PG&E: Rivals Want to Dodge ‘Serious Inquiry’ on Wildfire Liability

The Camp Fire rages through Paradise, Calif., on Nov. 8, 2018. (AP Photo/Noah Berger)

SAN FRANCISCO (CN) – Pacific Gas and Electric lawyers on Wednesday blasted a request to fast-track a rival bankruptcy plan favored by wildfire victims as an attempt to avoid a “serious inquiry” into the actual value of wildfire claims.

Confirming a competing Chapter 11 reorganization plan, which would cap wildfire claims at $25.5 billion compared to PG&E’s proposed $19 billion cap, would require a less thorough estimation of PG&E’s total liability, a PG&E lawyer told U.S. Bankruptcy Judge Dennis Montali during a status conference.

“They’re asking to have a very quick process in front of you that is pending before Judge Donato,” PG&E lawyer Stephen Karotkin said.

U.S. District Judge James Donato is overseeing the process of estimating PG&E’s total wildfire liability. An important piece of that estimate is also playing out in state court, where a jury will decide if PG&E is liable for the 2017 Tubbs Fire which killed 22 people and caused $6.2 billion in damage.

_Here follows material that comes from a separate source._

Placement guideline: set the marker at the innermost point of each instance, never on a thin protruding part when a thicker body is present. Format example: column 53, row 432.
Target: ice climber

Trials in both cases are set to begin early next year.

A group of bondholders and fire victims say their plan would make the Tubbs trial and estimation process moot because fire victims would agree to settle their claims regardless of the outcome.

Lawyers for PG&E and its shareholders say the estimation must still occur regardless to find out if the company is overpaying or underpaying fire claims.

“I see it as an effort to evade factual development,” PG&E shareholders’ attorney Bruce Bennett told the judge.

Representing bondholders, attorney Michael Stamer asked Montali to advance his clients’ plan, arguing it would help ensure PG&E exits bankruptcy by the June 30, 2020, deadline it must meet to access a state-created $21 billion insurance fund for future wildfire claims.

“Our intentions are to minimize delay and maximize the likelihood of a successful outcome,” Stamer said.

Stamer argued estimation carries a substantial risk because PG&E lacks financing to cover a higher payout to fire victims, a claim disputed by PG&E. The company and its shareholders say they could easily obtain funding from other sources that offer lower interest rates.

“There are other financial institutions willing to provide financing on substantially better terms,” Karotkin said.

The bondholders plan would wipe out 99.9% of stock value for non-PG&E employee shareholders and enable hedge funds, including the $35 billion Elliot Management, to take over PG&E’s board of directors.

Karotkin said the bondholders are “not altruistic investors” looking to help fire victims or ensure California meets its clean energy goals, but rather corporate opportunists looking to acquire PG&E at a substantial discount that will raise costs for ratepayers.

Montali disagreed with the bondholders’ position that if their plan is confirmable, PG&E’s plan is “dead on arrival.”

“I don’t think the [bankruptcy] code says you dump the debtor’s plan because another plan can be confirmed,” Montali said.

The judge ultimately decided not to schedule a confirmation hearing for the bondholders’ plan, which would cap wildfire claims at $25.5 billion, including an $11 billion settlement with insurers, $1 billion settlement with 18 public entities and $13.5 billion for all other wildfire claims.

Cecily Dumas, a lawyer representing fire victims, said in court Wednesday that the federal government and California state agencies recently filed wildfire claims of $6.5 billion – leaving about $7 billion or less for individual uninsured fire victims under the bondholders’ plan.